Bem, talvez esteja sendo injusto e meus amigos músicos possam me corrigir. Afinal, só vejo Tom Zé em performances aqui e ali na TV, num Programa do Jô, ou coisa que o valha. Não compro seus discos e nem vou a seus shows. Mas do pouco que vejo na TV não sinto tesão para mergulhar em seu universo musical. Talvez, não esteja simplesmente a altura dele.

No século XVI, quando estudava música e fantasiava me tornar um artista nesse ramo, compartilhava com meus colegas o desdém pela simplicidade e a emoção. Achava que as intricadas fórmulas matemáticas do estudo harmônico me dariam a chave para fazer uma verdadeira arte. Uma arte superior à chorumela brega da música comercial, uma música só para quem tivesse condição de “entender”. Alguém que, ao ouvir minha música, dissesse: “Veja, aqui ele inverteu o acorde e colocou a nona no baixo”, ou coisa que o valha. E quanto mais mergulhei nesse mundo racional e lógico, mais fui perdendo a espontaneidade que tinha, e a sonoridade foi se esvaindo de mim, até que não sobrou nada, exceto partituras, manuais de harmonia jazzística e cadernos de solfejo. A música acabara. Vazio de sons, fui cuidar da minha vida.

Creio que esse racionalismo excessivo, que se perde do emocional, é um perigo. Quando se está nessa febre, gostamos ou deixamos de gostar de um tema musical à medida que compreendemos sua linguagem matemática, sua racionalidade. A mensagem do autor. Ao mesmo tempo tendemos a desprezar coisas simples, harmonias simples, repetitivas, pouco variadas, populares e exageradamente sonoras.

Penso que uma das grandes virtudes do Tropicalismo, sobretudo em Caetano Veloso, é a exaltação de músicas simples, bregas, melodiosas, melodramáticas. E mestres como Tom Jobim, para citar outro grande, caminham num equilíbrio entre os planos racional e emocional. Por isso, o bater de panelas no palco de Tom Zé é muito diferente daquele que faz o Hermeto.
Falando em Hermeto, estou organizando uma série de gravações caseiras de meu pai, o músico Gaudencio Thiago de Mello, feitas entre 1967 e 1972. Ele recebia os amigos em sua casa em Nova York e tudo acabava em música, que o velho registrava num gravador de fita rolo. Recentemente, sugeri a ele que passasse esse material todo para digital, num estúdio, equalizando, masterizando e o escambau.

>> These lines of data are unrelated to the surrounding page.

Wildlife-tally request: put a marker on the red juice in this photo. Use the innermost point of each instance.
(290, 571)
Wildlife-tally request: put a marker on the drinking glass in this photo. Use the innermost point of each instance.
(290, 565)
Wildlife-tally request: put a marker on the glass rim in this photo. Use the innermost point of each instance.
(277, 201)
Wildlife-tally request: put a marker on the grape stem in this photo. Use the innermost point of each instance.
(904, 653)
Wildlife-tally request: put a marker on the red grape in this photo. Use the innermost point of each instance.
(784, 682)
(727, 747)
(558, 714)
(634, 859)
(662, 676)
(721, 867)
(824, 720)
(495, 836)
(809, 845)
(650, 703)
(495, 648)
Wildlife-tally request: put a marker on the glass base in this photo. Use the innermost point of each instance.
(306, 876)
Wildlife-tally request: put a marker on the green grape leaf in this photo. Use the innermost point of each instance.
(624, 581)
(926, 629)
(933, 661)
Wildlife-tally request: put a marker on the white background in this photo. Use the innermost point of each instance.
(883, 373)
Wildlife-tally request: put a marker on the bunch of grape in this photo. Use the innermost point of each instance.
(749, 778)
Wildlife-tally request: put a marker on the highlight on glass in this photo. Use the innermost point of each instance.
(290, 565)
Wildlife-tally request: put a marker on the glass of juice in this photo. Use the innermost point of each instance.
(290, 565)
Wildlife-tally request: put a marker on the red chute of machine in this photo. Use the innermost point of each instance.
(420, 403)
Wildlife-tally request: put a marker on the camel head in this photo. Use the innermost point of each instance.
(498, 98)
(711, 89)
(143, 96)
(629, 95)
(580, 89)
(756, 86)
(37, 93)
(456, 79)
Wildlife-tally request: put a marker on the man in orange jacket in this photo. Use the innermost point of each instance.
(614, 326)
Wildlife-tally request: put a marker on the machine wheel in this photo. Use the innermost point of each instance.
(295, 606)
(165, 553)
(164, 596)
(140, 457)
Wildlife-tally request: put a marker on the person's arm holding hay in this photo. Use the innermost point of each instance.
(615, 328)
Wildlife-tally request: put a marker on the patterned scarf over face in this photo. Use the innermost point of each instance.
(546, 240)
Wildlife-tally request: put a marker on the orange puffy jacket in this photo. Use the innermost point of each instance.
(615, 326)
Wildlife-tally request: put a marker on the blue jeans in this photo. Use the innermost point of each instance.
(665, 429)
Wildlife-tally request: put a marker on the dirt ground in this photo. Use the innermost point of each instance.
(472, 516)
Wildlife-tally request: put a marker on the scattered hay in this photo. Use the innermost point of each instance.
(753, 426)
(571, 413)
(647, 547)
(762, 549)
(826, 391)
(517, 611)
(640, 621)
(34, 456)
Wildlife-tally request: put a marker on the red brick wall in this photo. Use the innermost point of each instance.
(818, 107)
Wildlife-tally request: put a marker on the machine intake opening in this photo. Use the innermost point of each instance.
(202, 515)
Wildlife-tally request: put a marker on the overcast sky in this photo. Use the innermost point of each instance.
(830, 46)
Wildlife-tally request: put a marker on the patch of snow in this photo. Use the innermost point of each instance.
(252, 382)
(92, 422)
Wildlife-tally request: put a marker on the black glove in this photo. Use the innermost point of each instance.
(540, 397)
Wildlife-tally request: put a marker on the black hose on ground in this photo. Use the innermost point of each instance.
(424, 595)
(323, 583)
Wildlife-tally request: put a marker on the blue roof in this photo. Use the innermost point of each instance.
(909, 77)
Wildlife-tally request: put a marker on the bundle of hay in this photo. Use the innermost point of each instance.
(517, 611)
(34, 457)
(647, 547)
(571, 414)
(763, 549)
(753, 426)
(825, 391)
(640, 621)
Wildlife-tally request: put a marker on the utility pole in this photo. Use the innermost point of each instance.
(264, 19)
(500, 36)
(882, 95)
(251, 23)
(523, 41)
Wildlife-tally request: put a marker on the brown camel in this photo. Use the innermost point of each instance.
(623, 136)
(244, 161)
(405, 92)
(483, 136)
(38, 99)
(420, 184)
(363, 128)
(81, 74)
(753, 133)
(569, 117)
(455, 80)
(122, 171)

Acabo de receber cinco CDs: O primeiro é um ensaio de 1967 do grupo que estavam montando Carmen Costa (vocal), Moacir Santos (raríssimo tocando piano), o velho no violão, e Richard Kimball, no contrabaixo. O segundo é um solo de berimbau de Naná Vasconcelos. O terceiro, é o velho, Dom Um Romão e Gilberto Gil, em 1972, com Gil mostrando Oriente e outra canção. No mesmo ano, Hermeto Pascoal mostra várias de suas canções, inclusive Bebê, com Flora Purim e Airto Moreira. Mais recentemente, em 1988, tem uma jam session na sua casa, com Claudio Roditi (trompete e piano), Romero Lubambo (guitarra), Roberto Sion (sax e piano), Nilson Matta (baixo), Barry Olsen (trombone), Gaudencio (percussão), Helio Schiavo (bateria) e Susan Davis (piano e percussão). Estou querendo propor um programa de rádio sobre isso.